Gone--all gone!--Everything he had was to be sold, and the gentle loving hand he had held in his own was stiff and cold. Then the man felt as if the birds no longer sang their glad songs for him, as if the flowers no longer grew for him in their sweetness and beauty, and as if the glorious sun no longer shone for him, although his poor overcharged heart still went on beating as strongly as before; and so he stretched out his hands beyond birds and flowers, and even the golden sun, to the divine Comforter, who better than any earthly joy can soothe the wounded heart.

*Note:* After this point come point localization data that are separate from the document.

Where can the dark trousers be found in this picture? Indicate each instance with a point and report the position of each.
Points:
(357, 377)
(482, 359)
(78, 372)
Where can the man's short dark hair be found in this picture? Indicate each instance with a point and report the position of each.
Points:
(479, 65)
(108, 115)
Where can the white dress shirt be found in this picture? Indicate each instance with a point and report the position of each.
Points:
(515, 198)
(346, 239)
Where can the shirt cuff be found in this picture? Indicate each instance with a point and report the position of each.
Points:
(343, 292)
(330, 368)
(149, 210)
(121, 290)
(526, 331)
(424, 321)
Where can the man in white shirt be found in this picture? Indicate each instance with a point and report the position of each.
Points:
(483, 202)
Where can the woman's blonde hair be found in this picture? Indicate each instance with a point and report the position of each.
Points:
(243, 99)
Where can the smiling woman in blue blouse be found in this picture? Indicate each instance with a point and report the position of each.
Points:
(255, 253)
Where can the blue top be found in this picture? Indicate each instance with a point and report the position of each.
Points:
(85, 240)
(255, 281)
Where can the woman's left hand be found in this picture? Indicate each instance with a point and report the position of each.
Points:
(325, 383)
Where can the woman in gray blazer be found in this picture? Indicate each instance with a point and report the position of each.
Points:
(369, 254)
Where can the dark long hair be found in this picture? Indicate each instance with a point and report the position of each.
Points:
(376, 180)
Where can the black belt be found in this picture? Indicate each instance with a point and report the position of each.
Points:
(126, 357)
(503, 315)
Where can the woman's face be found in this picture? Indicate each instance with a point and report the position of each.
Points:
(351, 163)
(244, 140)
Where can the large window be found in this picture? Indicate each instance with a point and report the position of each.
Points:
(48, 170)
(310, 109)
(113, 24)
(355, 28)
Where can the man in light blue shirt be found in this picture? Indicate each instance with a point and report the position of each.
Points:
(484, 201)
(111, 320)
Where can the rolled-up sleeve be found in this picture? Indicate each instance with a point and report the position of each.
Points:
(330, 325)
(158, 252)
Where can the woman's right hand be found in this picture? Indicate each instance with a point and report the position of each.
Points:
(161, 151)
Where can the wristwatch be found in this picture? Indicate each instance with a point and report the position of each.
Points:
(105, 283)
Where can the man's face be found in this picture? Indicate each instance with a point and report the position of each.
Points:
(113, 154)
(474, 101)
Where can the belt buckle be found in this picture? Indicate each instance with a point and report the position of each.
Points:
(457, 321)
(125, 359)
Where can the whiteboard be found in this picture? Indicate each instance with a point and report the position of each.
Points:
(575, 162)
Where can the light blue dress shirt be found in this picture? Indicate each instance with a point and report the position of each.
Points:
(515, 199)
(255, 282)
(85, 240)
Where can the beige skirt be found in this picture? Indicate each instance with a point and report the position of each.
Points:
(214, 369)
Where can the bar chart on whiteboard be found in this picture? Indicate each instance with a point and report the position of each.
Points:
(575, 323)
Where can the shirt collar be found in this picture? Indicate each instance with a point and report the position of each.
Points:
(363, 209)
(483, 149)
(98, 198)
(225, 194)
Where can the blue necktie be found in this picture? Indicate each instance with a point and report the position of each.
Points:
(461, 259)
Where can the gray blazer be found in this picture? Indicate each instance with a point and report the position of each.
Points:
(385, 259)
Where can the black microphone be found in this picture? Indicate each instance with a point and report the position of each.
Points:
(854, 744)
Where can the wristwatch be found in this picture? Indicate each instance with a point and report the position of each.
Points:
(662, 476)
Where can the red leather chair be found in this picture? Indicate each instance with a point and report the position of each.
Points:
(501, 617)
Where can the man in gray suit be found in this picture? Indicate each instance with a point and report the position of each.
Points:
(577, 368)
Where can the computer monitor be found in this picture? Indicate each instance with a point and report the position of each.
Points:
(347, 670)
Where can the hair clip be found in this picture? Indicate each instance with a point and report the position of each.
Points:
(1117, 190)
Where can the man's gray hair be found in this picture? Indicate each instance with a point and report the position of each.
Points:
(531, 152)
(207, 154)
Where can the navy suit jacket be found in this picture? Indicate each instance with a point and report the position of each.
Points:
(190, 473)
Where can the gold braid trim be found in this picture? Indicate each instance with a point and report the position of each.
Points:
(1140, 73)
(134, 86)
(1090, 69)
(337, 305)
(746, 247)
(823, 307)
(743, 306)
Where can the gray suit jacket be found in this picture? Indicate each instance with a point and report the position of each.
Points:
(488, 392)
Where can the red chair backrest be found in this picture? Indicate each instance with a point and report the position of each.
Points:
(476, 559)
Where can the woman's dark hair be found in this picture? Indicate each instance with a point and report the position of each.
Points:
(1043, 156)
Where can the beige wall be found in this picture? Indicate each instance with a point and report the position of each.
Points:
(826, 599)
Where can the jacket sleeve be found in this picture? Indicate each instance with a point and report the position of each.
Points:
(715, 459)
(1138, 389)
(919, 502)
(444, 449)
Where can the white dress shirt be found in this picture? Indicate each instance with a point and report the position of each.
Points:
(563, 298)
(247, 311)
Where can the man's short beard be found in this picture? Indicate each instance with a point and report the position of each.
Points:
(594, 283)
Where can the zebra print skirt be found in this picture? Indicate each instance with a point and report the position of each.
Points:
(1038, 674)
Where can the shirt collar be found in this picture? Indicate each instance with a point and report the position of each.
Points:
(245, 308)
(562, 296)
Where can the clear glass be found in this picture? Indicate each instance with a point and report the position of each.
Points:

Hawermann sat thus in silent prayer, his hands clasped, and his brave blue eyes, in which a wondrous light was shining as though from God's own sun, raised to heaven, when a little girl came up to him and laid a daisy on his knee. He drew the child,--she was his only one--closer to him, and rising, took her in his arms. His eyes were full of tears as he walked down the garden-path carrying his little girl and holding the daisy she had given him in his hand.

He came to a young tree that he himself had planted; the straw rope by which it was fastened to the pronged stick that supported it had become loose, and the young tree was leaning all on one side. He straightened it and fastened it again to its prop, scarcely conscious of what he was doing, for his thoughts were far away, but it was his nature to give help wherever it was wanted.

When a man is lost in thought, even though that thought may have led him up to the blue heavens, if any little bit of his daily work should happen to fall under his notice, he takes up the wonted task involuntarily, and does what may be required at the moment, and so he is wakened out of his reverie, and reminded of what is lying close at hand and ought to be done, and that it is so is a great gift of God.

Hawermann walked up and down the garden, his eyes saw what was round about him, and his thoughts returned to earth once more. Though the sky of his future life was heavy with black, stormy clouds, still there was one little scrap of blue that the clouds could not overcast, and that was the thought of his little girl whom he was carrying in his arms, and whose small childish hand was playing with his hair.

He left the garden and entered the farm-yard.--And what was going on there?--Indifferent strangers were pressing up to the table where the auctioneer was selling off the farmer's effects, each thinking only of the bargains he wished to make. One after another all of Hawermann's possessions were knocked down to the highest bidder. Those things that he had collected bit by bit with toil and trouble to furnish his house, were now being scattered abroad amid the jokes and laughter of all present. Even the old things were going--that cupboard had belonged to his old mother; that chest of drawers his wife had brought home with her when she was married; he had given her that little work-table when he was engaged to her.--His cows were tied in a long line and were lowing to be taken to the pasture-field. The brown heifer his wife had reared from a calf, and which had always been her pet, was standing amongst them. He went up to it, and passed his hand caressingly down its back. "Sir," said Niemann, the head-ploughman, "this is very sad."--"Yes, Niemann, it is sad, but it can't be helped," he answered, turnings away and mingling in the crowd round the auction-table.